Because of the limited regenerative capacity of the heart, several approaches were used to regenerate cardiomyocytes, including transplantation of cells differentiated from induced pluripotent stem cells (iPSCs) or adult stem cell therapy, and direct conversion of other cell types in the heart. The latter strategy may avoid complications of cell transplantation including failure to engraft appropriately, short survival period, and cardiac arrhythmias (Lambers et al., 2016). In fact, several groups have succeeded in converting cardiac fibroblasts to functional cardiomyocytes with an efficiency of 7% to 20% by using a combination of multiple cardiac-lineage TFs (Gata4, Hand2, Mef2c, and Tbx5 or GHMT) (Qian et al., 2012; Song et al., 2012)(Fig. 2A). Recently, progress has been made toward increasing the conversion efficiency three to five folds (Wang et al., 2015) by using polycistronic vectors, indicating the stoichiometry of the reprogramming TFs is essential for the conversion efficiency. Epigenetic factors also play important roles in cardiac regeneration. BAF60c, a chromatin remodeler, when combined with TFs (Gata4 and Tbx5), transdifferentiates mouse mesoderm cells into cardiac myocytes (Takeuchi et al., 2009); microRNAs (miRNA-1, -133, -208, and -499) convert fibroblasts to cardiomyocytes, and the conversion efficiency has been increased to 10-fold by a JAK inhibitor (Jayawardena et al., 2012).

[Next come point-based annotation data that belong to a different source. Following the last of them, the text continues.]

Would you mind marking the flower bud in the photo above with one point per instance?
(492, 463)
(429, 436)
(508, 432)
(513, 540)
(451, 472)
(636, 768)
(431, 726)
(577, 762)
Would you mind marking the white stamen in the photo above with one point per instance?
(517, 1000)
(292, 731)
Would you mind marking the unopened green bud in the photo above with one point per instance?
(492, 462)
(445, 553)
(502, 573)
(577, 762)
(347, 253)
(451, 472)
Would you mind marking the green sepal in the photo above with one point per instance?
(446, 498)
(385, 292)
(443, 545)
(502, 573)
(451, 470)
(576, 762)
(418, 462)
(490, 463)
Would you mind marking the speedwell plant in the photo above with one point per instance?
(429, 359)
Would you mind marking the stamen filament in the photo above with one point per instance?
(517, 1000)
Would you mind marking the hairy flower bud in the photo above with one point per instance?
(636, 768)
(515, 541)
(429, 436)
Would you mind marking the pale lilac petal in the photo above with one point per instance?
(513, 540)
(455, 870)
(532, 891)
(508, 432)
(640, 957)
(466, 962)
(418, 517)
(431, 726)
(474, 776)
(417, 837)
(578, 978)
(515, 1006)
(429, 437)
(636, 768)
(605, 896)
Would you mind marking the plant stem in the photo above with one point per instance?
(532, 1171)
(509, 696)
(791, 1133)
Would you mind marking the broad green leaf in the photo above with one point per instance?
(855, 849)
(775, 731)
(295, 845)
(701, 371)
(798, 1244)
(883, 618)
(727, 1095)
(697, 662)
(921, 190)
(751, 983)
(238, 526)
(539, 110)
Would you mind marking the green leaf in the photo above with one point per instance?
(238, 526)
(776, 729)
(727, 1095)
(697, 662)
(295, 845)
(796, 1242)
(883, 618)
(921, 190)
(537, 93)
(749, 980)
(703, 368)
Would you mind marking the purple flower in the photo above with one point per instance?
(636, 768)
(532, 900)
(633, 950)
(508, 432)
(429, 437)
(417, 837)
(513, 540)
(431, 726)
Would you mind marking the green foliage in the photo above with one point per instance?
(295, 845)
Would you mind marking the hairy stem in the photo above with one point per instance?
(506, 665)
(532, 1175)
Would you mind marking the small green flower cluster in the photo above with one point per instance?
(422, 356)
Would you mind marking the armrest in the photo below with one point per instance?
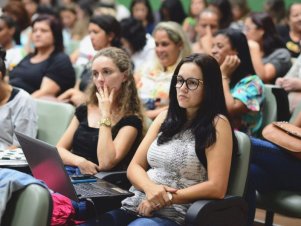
(118, 178)
(107, 175)
(232, 210)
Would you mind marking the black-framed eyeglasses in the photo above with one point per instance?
(191, 83)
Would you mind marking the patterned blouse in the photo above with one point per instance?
(174, 164)
(250, 91)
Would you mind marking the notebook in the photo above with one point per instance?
(46, 165)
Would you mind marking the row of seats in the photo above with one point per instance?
(53, 120)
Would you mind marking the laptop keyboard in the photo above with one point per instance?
(90, 190)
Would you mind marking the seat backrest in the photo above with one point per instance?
(54, 118)
(295, 113)
(29, 206)
(240, 165)
(269, 106)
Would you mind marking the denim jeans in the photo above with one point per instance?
(271, 169)
(120, 217)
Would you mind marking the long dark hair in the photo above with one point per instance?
(2, 62)
(271, 39)
(213, 104)
(239, 43)
(56, 30)
(110, 25)
(150, 16)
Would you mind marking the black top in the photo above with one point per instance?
(13, 94)
(86, 138)
(292, 46)
(85, 78)
(57, 67)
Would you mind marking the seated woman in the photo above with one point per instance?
(104, 31)
(17, 111)
(243, 89)
(190, 22)
(10, 41)
(136, 42)
(291, 83)
(142, 11)
(272, 168)
(48, 71)
(154, 77)
(269, 56)
(104, 133)
(186, 154)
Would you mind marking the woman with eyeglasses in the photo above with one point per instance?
(186, 154)
(242, 87)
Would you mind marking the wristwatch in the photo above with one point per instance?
(105, 122)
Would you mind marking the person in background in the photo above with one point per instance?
(14, 53)
(276, 9)
(207, 25)
(154, 77)
(104, 31)
(190, 22)
(172, 10)
(223, 9)
(17, 11)
(186, 154)
(104, 133)
(291, 34)
(142, 11)
(240, 10)
(136, 42)
(269, 56)
(243, 89)
(291, 83)
(48, 71)
(17, 111)
(68, 17)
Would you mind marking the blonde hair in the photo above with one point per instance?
(128, 101)
(177, 35)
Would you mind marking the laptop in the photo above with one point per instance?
(46, 165)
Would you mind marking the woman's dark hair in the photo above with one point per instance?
(133, 31)
(110, 25)
(276, 9)
(56, 29)
(86, 6)
(11, 23)
(213, 104)
(2, 61)
(150, 17)
(172, 10)
(271, 39)
(17, 11)
(289, 8)
(239, 43)
(226, 16)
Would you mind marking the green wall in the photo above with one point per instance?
(255, 5)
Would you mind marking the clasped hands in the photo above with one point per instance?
(156, 198)
(105, 99)
(229, 65)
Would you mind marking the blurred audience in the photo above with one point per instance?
(17, 111)
(48, 71)
(104, 134)
(269, 56)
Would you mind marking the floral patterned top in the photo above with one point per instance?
(250, 91)
(153, 84)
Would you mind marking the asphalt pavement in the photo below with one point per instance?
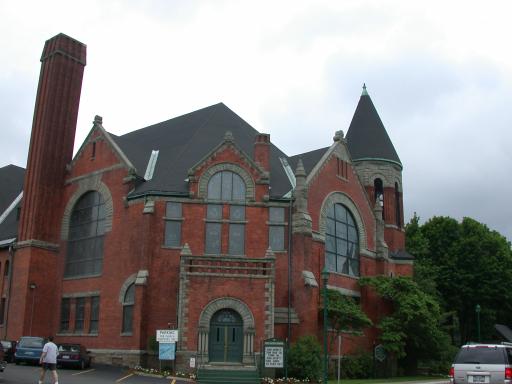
(96, 374)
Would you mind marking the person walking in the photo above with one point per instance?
(48, 361)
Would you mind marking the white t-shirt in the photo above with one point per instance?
(51, 353)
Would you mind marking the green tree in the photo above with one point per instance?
(304, 359)
(345, 315)
(468, 265)
(412, 329)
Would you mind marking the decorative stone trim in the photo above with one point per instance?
(129, 281)
(342, 198)
(38, 244)
(81, 294)
(92, 183)
(246, 177)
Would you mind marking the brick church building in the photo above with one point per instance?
(198, 223)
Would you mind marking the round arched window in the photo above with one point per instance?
(86, 234)
(341, 241)
(226, 186)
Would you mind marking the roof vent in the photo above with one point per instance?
(151, 165)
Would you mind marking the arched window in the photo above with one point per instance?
(128, 304)
(398, 213)
(378, 188)
(226, 186)
(341, 241)
(86, 234)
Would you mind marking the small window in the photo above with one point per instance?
(213, 229)
(64, 314)
(2, 310)
(276, 229)
(173, 219)
(128, 304)
(95, 314)
(398, 212)
(79, 314)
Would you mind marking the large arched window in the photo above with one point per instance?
(86, 234)
(341, 241)
(225, 186)
(128, 304)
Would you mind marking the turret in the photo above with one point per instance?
(378, 166)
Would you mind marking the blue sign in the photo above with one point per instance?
(167, 351)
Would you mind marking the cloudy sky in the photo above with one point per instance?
(439, 73)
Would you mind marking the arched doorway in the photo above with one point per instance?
(226, 337)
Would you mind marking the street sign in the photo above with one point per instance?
(380, 353)
(274, 353)
(167, 351)
(167, 335)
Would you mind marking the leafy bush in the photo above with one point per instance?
(305, 359)
(358, 366)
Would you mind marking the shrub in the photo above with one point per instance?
(305, 359)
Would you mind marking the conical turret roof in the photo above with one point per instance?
(366, 137)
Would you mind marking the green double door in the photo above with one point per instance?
(226, 337)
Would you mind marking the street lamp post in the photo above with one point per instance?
(477, 310)
(325, 278)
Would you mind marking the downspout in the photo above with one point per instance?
(12, 250)
(290, 208)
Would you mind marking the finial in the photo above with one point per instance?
(338, 135)
(300, 171)
(228, 136)
(365, 92)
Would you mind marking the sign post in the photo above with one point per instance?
(274, 353)
(167, 339)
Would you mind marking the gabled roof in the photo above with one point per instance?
(185, 140)
(366, 137)
(11, 177)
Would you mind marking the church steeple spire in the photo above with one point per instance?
(367, 138)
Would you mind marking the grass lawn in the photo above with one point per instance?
(419, 379)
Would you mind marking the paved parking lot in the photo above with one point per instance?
(96, 374)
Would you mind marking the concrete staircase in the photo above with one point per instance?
(228, 375)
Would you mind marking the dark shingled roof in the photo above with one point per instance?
(11, 178)
(183, 141)
(309, 159)
(366, 137)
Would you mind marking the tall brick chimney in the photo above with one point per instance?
(35, 262)
(262, 150)
(53, 136)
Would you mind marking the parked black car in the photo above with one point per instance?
(73, 355)
(9, 350)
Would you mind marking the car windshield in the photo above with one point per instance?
(69, 348)
(481, 355)
(31, 343)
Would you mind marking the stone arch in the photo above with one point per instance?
(129, 281)
(90, 184)
(246, 177)
(248, 326)
(342, 198)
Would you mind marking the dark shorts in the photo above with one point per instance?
(49, 366)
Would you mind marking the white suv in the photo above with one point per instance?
(482, 363)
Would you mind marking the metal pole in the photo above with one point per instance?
(325, 327)
(339, 358)
(477, 310)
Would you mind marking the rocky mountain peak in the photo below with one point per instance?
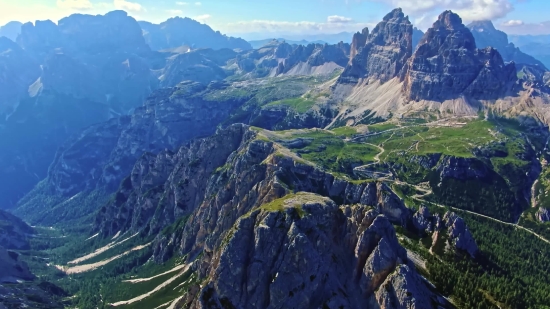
(486, 35)
(448, 32)
(359, 40)
(482, 25)
(387, 48)
(447, 65)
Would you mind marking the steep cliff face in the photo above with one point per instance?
(167, 186)
(18, 71)
(176, 32)
(280, 58)
(385, 50)
(257, 239)
(310, 254)
(11, 30)
(203, 66)
(487, 36)
(77, 34)
(14, 233)
(449, 233)
(447, 65)
(168, 119)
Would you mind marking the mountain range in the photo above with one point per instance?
(169, 168)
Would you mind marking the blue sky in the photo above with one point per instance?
(269, 18)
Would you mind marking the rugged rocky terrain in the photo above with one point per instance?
(19, 287)
(382, 53)
(486, 35)
(14, 233)
(379, 174)
(11, 30)
(176, 32)
(251, 228)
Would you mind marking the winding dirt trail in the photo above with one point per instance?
(490, 218)
(158, 288)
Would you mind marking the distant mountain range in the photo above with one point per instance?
(11, 30)
(179, 31)
(260, 43)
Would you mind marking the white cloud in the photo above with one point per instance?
(518, 27)
(339, 19)
(469, 10)
(202, 18)
(175, 12)
(513, 23)
(74, 4)
(128, 6)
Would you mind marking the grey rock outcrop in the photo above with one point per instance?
(294, 258)
(193, 176)
(417, 36)
(385, 51)
(77, 34)
(176, 32)
(455, 235)
(447, 65)
(486, 35)
(423, 220)
(203, 66)
(17, 71)
(281, 58)
(11, 30)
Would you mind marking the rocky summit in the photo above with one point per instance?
(382, 53)
(171, 166)
(450, 47)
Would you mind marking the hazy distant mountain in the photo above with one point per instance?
(60, 78)
(11, 30)
(260, 43)
(486, 35)
(179, 31)
(537, 45)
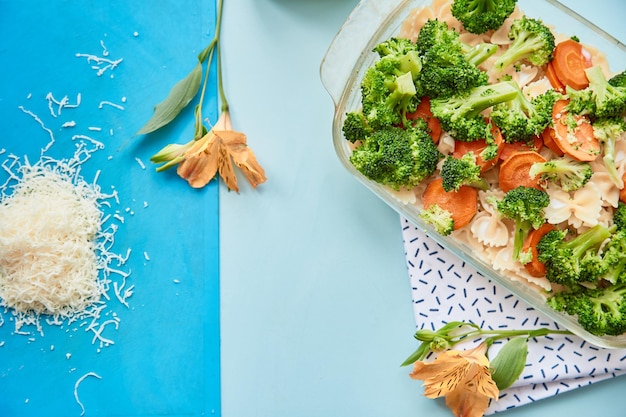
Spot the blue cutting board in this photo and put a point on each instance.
(165, 356)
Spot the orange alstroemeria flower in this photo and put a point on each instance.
(463, 377)
(215, 153)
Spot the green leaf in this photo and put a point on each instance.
(418, 355)
(509, 362)
(178, 98)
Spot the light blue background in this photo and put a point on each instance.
(316, 312)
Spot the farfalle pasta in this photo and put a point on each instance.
(489, 234)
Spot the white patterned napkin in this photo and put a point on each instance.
(444, 289)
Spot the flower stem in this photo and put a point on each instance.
(207, 54)
(218, 29)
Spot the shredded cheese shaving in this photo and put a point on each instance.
(48, 262)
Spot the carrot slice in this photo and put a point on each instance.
(574, 134)
(423, 112)
(554, 79)
(570, 61)
(514, 171)
(535, 267)
(462, 204)
(509, 149)
(477, 146)
(548, 139)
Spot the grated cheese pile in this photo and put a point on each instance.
(48, 229)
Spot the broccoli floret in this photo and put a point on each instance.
(531, 40)
(389, 88)
(600, 99)
(619, 216)
(440, 219)
(480, 16)
(521, 118)
(355, 127)
(608, 131)
(614, 258)
(566, 172)
(618, 80)
(600, 311)
(569, 262)
(457, 172)
(523, 205)
(460, 114)
(446, 65)
(396, 157)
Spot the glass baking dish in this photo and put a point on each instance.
(349, 55)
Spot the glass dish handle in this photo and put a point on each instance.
(347, 46)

Notably, although iPSC differentiation and direct conversion are promising, the resulting cardiomyocytes, either in vitro or in vivo, still possess immature features of embryonic cardiomyocytes, namely higher proliferation rates, smaller and more rounded morphology lacking t-tubules and binucleation, and abnormal potassium currents that are responsible for arrhythmias (Lambers et al., 2016).

2.2.2. The pancreas

Pancreatic β-cells secrete insulin and play a central role in controlling blood glucose levels and metabolism. Direct lineage conversion from non-β-cells in situ has produced results of considerable interest to researchers investigating cochlear HC regeneration: the regeneration efficiency can be determined by reprograming resources, combined TFs, age, and injury-induced signals. However, full functional restoration of a mechanosensory cell, whose structure is highly-ordered, may be different from that of an insulin secreting cell.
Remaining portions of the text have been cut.